The novel follows a single day in George’s life. He goes through his routines at home and at work, thinks of Jim, talks to his colleagues, teaches, meets up with a friend, embarks upon an anti-flirtation with one of his students, and it ends him with in bed, masturbating unrepentantly (and apparently quite satisfyingly) over the memory of two young tennis players he saw earlier in the day. Or rather it ends with the novelist asking us to suppose – he emphasises merely suppose – that George dies of a heart attack that very night as imminent demise is, of course, the only socially acceptable fate for the irredeemable homosexual. But this is little more than a piece of artifice. Because A Single Man is ultimately about love, the end of love, and the life that continues after.
So that was my second reflection: a grieving fifty eight year old. If he is my future, it is not so terrible.
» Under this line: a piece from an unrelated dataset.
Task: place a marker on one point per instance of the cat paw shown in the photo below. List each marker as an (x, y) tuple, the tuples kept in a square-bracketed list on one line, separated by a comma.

Then I found Georgette Heyer. But AJH, I hear you say, there’s nothing queer about Georgette Heyer. And maybe you’re right, but identification is more complicated, and more fluid, than the literalities of personal similarity. Or, to put it another way, queer is in the eye of beholder. Especially when the beholder is, you know, desperate. My grandmother had a box of Heyers in the attic, and I still remember those little books so vividly: their flaky yellow-brown dust jackets, and the scent of stale air rising from the pages. I read them all, every single one, but you always remember your first. Mine was The Quiet Gentleman, one of Heyer’s rather disregarded works, I think. The hero, Gervase Frant, the Earl of St Erth, returns to his deceased father’s estate to claim his inheritance, only to discover his family aren’t mad keen on the notion. Cue mystery, intrigue, attempted murder, & etc. The atmosphere is rather gothic, at odd variance with the deep thread of anti-romanticism that runs through the whole novel. It is, in essence, the love story of two deeply sensible people who find themselves caught in a maelstrom of drama and silliness. It’s not zingy or lively like some of Heyer’s other novels, but it’s adult and oddly satisfying. Also, both Gervase and his eventual romantic interest, Miss Morville, are slightly out-of-step with their worlds, and the people around them; they have each cultivated their own resistances. Miss Morville wields her placidity like a weapon and Gervase… oh Gervase:
All that could at first be seen of the seventh Earl was a classic profile, under the brim of a high-crowned beaver; a pair of gleaming Hessians, and a drab coat of many capes and graceful folds, which enveloped him from chin to ankle. His voice was heard: a soft voice, saying to the butler: “Thank you! Yes, I remember you very well: you are Abney. And you, I think, must be my steward. Perran, is it not? I am very glad to see you again.”
Here we have a man whose first on-page acts are to look awesome and be polite. And he continues to look awesome and be polite for basically an entire book, but yet there’s no suggestion that it makes him weak, unmanly, or unattractive. On the contrary, he’s presented as the sort of person an intelligent, interesting woman might want to fall in love with. It’s all so obvious, looking back, but Gervase was my first inkling that masculinity need not be this brute, blunt thing I was told I lacked. It was the first time I really began to question what was inherent and what was constructed. And to see the vast chasm between who I was and who I was supposed to be, not as some deep, irredeemable wrongness in myself but a simple mismatch between what I wanted and what was wanted of me.
Which is where we leave my younger self, I think, with this third reflection. The one that looks neither backwards nor forwards but shows most simply who I have spent my life trying to be: a quiet gentleman.